Truck dismantlers these days have the same attitude about squeezing out the last drop of profit when they recycle a used-up or crash-damaged big rig.

“As the years go on, it seems like we’re recycling the squeaks and rattles out of them,” says Jake Rea of Michigan Truck Parts in suburban Detroit. “Every ounce of metal, all the fluids, all of the sheet metal we flatten in the crusher and send to the shredder. It’s amazing how far we’ve come. It’s not like the old days where everything sits around in the yard.’’

With greater competition for salvage trucks, the high cost of buying land for storage yards and huge environmental concerns, dismantling facilities are organized and clean operations always looking for more efficient ways to break down a dead truck into a myriad of marketable parts. And they want those parts moved out of the shop as quickly as possible.

Refined process

Truck recyclers are developing a fairly refined process for identifying the right markets for parts with a strong consumer demand and disposing of components that are an environmental liability.

They usually know when they bid on a retired or wrecked truck whether they can resell the rig in one piece to a trucker or a body shop. A decision to dismantle means that, as the wrenches turn, the sales force is deciding if the engine and transmission should be sold by the company at retail, go to a domestic remanufacturer or be peddled to a third-world country.

The engine and drivetrain components are the gold that dismantlers mine, and the sweet spot for reselling is in parts from trucks in the seven- to eight-year-old range, according to John Weller, owner of Weller Truck Parts in Grand Rapids, Mich. If an engine is clocked out at 400,000 miles, it’s a great candidate for sale as a used part. If it has amassed 700,000 miles, it may need rebuilding to return to the road, he says.

Weller’s company specializes in remanufacturing transmissions, differentials, steering gears and drive shafts, which often need rebuilding, but when updated are a popular choice over much more expensive new parts. A transmission, for instance, can be rebuilt up to 20 times.

Transmissions are boiled clean, and bad gears, seals and bearings are replaced in a process that takes a technician about a day to complete. The same process for a differential takes about a half-day, a steering gear takes 3-4 hours, and a driveshaft can be rebuilt in about an hour.

A world market

Engines from popular trucks of a newer vintage are sold domestically or go to a rebuilder. Engines from older trucks are sold to buyers from South America, Africa or other countries, where they are in higher demand but bring less money.

“All pieces that get wrecked or worn out have a fairly good demand,’’ Weller says. “People buy doors, cabs, hoods, fuel tanks, tires, front axles, steering gears and fifth wheels.
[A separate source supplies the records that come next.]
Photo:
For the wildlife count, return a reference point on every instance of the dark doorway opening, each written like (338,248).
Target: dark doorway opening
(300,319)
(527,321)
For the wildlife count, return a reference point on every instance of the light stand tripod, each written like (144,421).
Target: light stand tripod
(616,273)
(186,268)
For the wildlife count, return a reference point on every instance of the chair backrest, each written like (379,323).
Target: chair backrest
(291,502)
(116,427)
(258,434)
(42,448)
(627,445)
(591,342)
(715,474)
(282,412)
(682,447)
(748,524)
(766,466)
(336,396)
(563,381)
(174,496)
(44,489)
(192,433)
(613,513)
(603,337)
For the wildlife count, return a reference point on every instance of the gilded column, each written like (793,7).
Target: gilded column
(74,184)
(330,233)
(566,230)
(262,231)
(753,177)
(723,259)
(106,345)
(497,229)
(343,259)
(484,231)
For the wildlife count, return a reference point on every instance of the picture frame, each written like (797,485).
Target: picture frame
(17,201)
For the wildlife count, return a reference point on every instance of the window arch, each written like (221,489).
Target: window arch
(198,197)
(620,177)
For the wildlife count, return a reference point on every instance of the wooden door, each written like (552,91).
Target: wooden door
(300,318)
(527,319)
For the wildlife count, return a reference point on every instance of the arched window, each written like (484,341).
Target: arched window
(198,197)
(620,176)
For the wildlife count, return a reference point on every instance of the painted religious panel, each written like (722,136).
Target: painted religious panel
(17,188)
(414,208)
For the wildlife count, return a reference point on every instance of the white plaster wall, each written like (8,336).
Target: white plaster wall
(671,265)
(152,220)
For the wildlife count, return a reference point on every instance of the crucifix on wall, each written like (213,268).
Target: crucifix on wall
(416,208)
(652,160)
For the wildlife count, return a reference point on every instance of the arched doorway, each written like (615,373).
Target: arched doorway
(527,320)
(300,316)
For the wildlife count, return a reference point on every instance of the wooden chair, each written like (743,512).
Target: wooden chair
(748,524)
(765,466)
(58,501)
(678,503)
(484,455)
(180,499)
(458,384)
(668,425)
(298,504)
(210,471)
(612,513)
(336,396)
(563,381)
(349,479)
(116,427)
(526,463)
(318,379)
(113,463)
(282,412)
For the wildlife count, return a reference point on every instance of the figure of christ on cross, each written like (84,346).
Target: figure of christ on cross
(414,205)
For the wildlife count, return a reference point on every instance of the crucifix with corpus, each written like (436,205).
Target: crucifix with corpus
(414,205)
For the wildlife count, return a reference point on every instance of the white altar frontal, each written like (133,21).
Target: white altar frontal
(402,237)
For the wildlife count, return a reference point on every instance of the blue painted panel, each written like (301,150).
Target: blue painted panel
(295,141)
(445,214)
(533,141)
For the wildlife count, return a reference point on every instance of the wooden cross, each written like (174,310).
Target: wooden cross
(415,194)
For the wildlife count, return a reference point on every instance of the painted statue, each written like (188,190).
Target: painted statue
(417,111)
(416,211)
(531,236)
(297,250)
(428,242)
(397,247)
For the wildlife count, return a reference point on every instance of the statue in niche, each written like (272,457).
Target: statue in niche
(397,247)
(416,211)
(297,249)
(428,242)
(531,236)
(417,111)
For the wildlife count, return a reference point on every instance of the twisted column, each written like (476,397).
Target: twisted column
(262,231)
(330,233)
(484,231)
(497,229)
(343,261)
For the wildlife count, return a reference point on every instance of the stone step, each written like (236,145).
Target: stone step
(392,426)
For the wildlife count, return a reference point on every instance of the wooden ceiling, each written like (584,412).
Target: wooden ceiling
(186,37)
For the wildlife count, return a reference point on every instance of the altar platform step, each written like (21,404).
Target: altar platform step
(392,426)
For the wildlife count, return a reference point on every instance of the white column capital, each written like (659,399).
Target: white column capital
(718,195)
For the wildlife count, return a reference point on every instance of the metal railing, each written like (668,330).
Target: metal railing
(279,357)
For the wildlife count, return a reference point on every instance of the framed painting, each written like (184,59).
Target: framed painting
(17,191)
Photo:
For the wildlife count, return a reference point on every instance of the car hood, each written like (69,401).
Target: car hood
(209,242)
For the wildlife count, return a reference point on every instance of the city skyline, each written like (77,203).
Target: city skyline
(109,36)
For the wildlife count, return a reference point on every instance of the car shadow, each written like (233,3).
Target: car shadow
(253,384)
The rest of the pieces — brackets, frame rails — most people buy new.’’

If a truck is in a wreck, but the rig can be salvaged, the body shop will search for dismantlers on the Internet to replace parts damaged in the crash. Those often include the cab and sheet metal parts that are more conveniently replaced than straightened. Other parts that are popular when truckers go to refresh an older ride are lightly worn seats and other interior components.

A Peterbilt 379 hood is a good example of a wise used-part purchase, according to Rea. The aluminum hood can run $15,000 new from the manufacturer, Rea says, while he will sell the same part for one-third of that price. A Pete 120-gallon fuel tank is another example. It sells for about $1,500 new and $400 through Rea.

Dismantlers recover an average of 20-30 gallons of fluids per truck in a labor-intensive process that is carefully controlled by government regulation, according to Rea. Fuel and oils can be used by the recycler in its own vehicles and often the oil is burned to heat the shop. Weller says his company sells some oils over the counter and some of the few thousand gallons of fuel recycled each month at a percentage of retail prices.

Get the lead out

Anti-freeze and Freon go to companies specializing in recycling those fluids. The filtered fluids are successfully remarketed, avoiding an environmental headache.

Batteries are stockpiled and sold to a recycler, usually a battery manufacturer. Tom Larson, of Kadinger’s Truck Parts in Downing, Wis., says that when he gets a semi load of palletized batteries, he calls a number of companies that buy them and sells to the highest bidder. Like the fluids, the batteries aren’t considered a real profit center for the dismantlers.

Tires are not as serious of a recycling issue for the trucking industry as they are for the auto industry. With new truck tires costing $400 or more each, there is a thriving market for reselling tires with tread left and sending many spent tires to a retreading company. Tires with sidewall damage can’t be retreaded, so they go to a shredder, and the rubber is reclaimed for a variety of purposes.

A strong scrap metal market takes care of sheet metal that’s not in high demand and all other metal components of a truck. Scrap is flattened and shipped to a shredder, where it’s diced and sliced down to 2-by-2-inch cubes that are smelted to manufacture new products.

No fluff

With more than 90 percent of a truck effectively recycled, one category of waste remains a recycling challenge. Dismantlers call it “fluff.’’ The majority of fluff is fiberglass parts, seat cushions and interior fabric and components that have no resale value. It’s called fluff because the lightweight materials are separated from the valued metal in the shredding process. Recyclers are docked a percentage of the fee they’re paid for scrap depending on how much fluff is spit out. Fluff is either incinerated or goes to the landfill.